Rubin graduated from Haverford High about a decade ago and then was a history major at New York University. His involvement with music began a long time before that.

“I started with classical piano when I was six,” said Rubin. “When I was 11, I started breaking off into jazz. I also played gospel music. In college, I played a lot of jazz gigs in New York. After graduating, I got a job through Craig’s List and in 2009 toured the country with a reggae band called Tariii.

“Then, I started my own project which, after a few years, became MINKA. I’ve been working on it for five years. I started off imitating Talking Heads and David Bowie. As we evolved, we started putting out new music which was closer to my origin as a player.”

MINKA’s current recording project is a trilogy.

“End of the Affair” was released on February 14 and is a showcase for Rubin’s love of ’80s R&B and soul. “Mysteries of the Heart,” which will be released on March 29, is a potent blend of intrigue and sexuality – an R&B exploration of all things forbidden. “Reincarnation,” which is set to come out on April 12, experiments with modern pop interpretations of 19th-century classical repertoire.

“The single that came out on Valentine’s Day is romantic rock-and-roll,” said Rubin. ‘Mysteries of the Heart’ is up-tempo R&B. The point of the band is to make people move and get them dancing.”

MINKA may be a band but it is mainly a vehicle for Rubin’s musical visions.

“I wanted my own band to make music that felt really authentic,” said Rubin. “I realized that if it’s going to be something meaningful, it has to be my decision. It had to shift so I can be the creative voice.

“My new band is very talented – and very cohesive. I play synth, sing and write all the music. The other three pieces are drums, bass and guitar. I’ve had this lineup for about six months. It’s been good – fresh blood.”

Video link for MINKA – https://youtu.be/MXsmAi6kQyA.

The show at Warehouse on Watts, which has OOLALA as the opener and DJ Humble spinning post-concert, will start at 8:30 p.m. Tickets are $10.

Kennett Flash (102 Sycamore Alley, Kennett Square, 484-732-8295, http://www.kennettflash.org)

Beyond The Pale

One More Tric Town with The Knobs on March 15, Beyond The Pale on March 16, and Open Mic with guest host Karter Jaymes on March 17.

The Steel City Coffee House (203 Bridge Street, Phoenixville, 610-933-4043, www.steelcitycoffeehouse.com) will host JD Malone & The Experts on March 16.

Chaplin’s (66 North Main Street, Spring City, 610-792-4110, http://chaplinslive.com) presents Rhythm of Recovery featuring Marcus David and Jake Currie on March 16.

Burlap & Bean Coffeehouse (204 South Newtown Street Road, Newtown Square, 484-427-4547, www.burlapandbean.com) will present Auld String Theory on March 16.
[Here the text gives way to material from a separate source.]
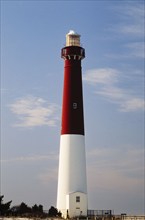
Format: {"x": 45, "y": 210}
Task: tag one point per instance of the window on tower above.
{"x": 77, "y": 198}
The Keswick Theater (291 N. Keswick Avenue, Glenside, 215-572-7650, www.keswicktheatre.com) will host Bert Kreischer on March 16.

Annenberg Center (3680 Walnut Street, Philadelphia, https://annenbergcenter.org/events) is presenting Michael Londra and the Celtic Fire on March 16.

The Sellersville Theater (24 West Temple Avenue, Sellersville, 215-257-5808, www.st94.com) presents “Band Of Friends: A Celebration Of The Music Of Rory Gallagher” featuring Davy Knowles, Gerry McAvoy and Ted McKenna with Nick Schnebelen on March 14,  Sponge with Eighteenth Hour on March 15, Glengarry Bhoys on March 16, Luther Dickinson, Amy Helm & Birds Of Chicago Present The Sisters Of The Strawberry Moon on March 17, and Big Brother & The Holding Company on March 20.